Выполнив поручение, она сбежала вниз по лестнице и с легким сердцем продолжала путь.
В мастерской Хендрик одобрительными кивками выражал удовлетворение работой Франчески. Это была небольшая картина, скорее набросок, эскиз, когда художник рисовал чей-то портрет, словно упражняясь или просто потакая своим причудам. В данном случае картина Франчески продавалась бы под названием «Голова девушки в жемчужном ожерелье».
— Довольно неплохо. — В душе Хендрик поразился замечательному качеству письма, но хотя он и был эмоциональным человеком во всем, мог похвалить громко и собственные произведения, но считал, что щедрая похвала вскружит голову любому молодому художнику. Франческа, конечно, не отличалась склонностью к чрезмерному самомнению, но все равно это было бы ей во вред.

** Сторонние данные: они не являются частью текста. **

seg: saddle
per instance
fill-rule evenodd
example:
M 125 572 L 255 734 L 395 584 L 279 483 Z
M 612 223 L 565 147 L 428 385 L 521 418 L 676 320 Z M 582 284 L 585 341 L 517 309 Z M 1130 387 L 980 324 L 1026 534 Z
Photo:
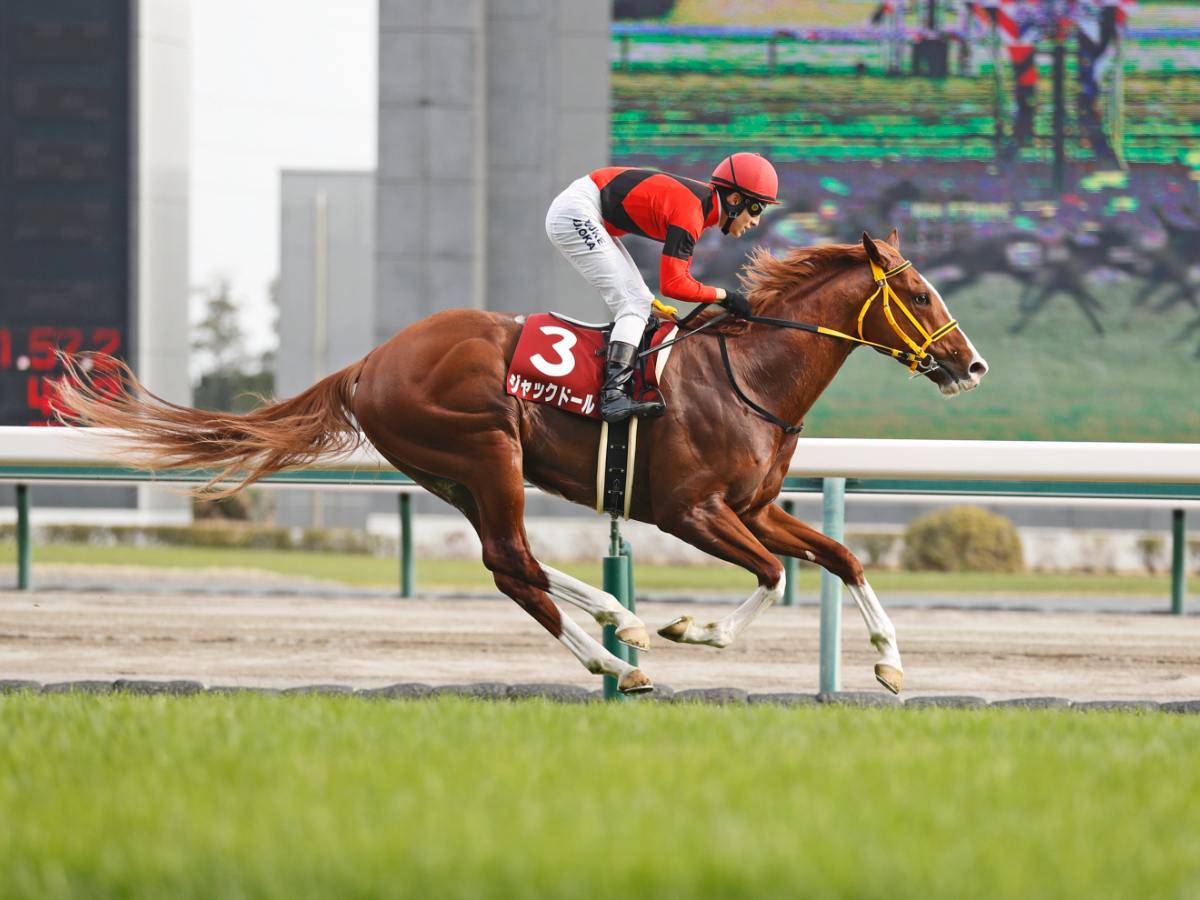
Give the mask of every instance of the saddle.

Хотя Хендрик и дал знать Людольфу, что дочь дома, сейчас он чувствовал себя более непринужденно, чего не произошло бы, не имей он надежды получить в недалеком будущем богатого зятя. С каждым днем росла уверенность, что все его неприятности закончатся, как только на пальце Сибиллы появится обручальное кольцо ван Янса. Он сможет тогда плюнуть на Людольфа и дать благословение Питеру и Франческе. Удача возвращалась к нему.
— Мне позировала старшая дочь Вермера, — сказала Франческа.
Хендрик наклонился вперед, внимательно рассматривая аккуратные мазки кисти, потом отошел назад, чтобы взглянуть на картину с расстояния. В работе дочери не было заметно следов смелой техники, отражавшей в какой-то мере влияние его наставника, — Франса Халса, но манера Франчески развилась в почти воздушный стиль, нежный, как музыка Эоловой арфы, и все же в ней чувствовалась сила, приковывающая взор. Девушка на картине оглядывалась через левое плечо, свет играл на молочно-белой коже лица и шеи, темные глаза сверкали так же ярко, как и жемчужины, олицетворяя власть жизни и красоты. Художнице удалось передать этот порыв, как будто вся картина была начата и закончена в одно мгновение, а в следующее взметнулись бы ресницы девушки, сменилась поза, и момент был бы потерян навсегда.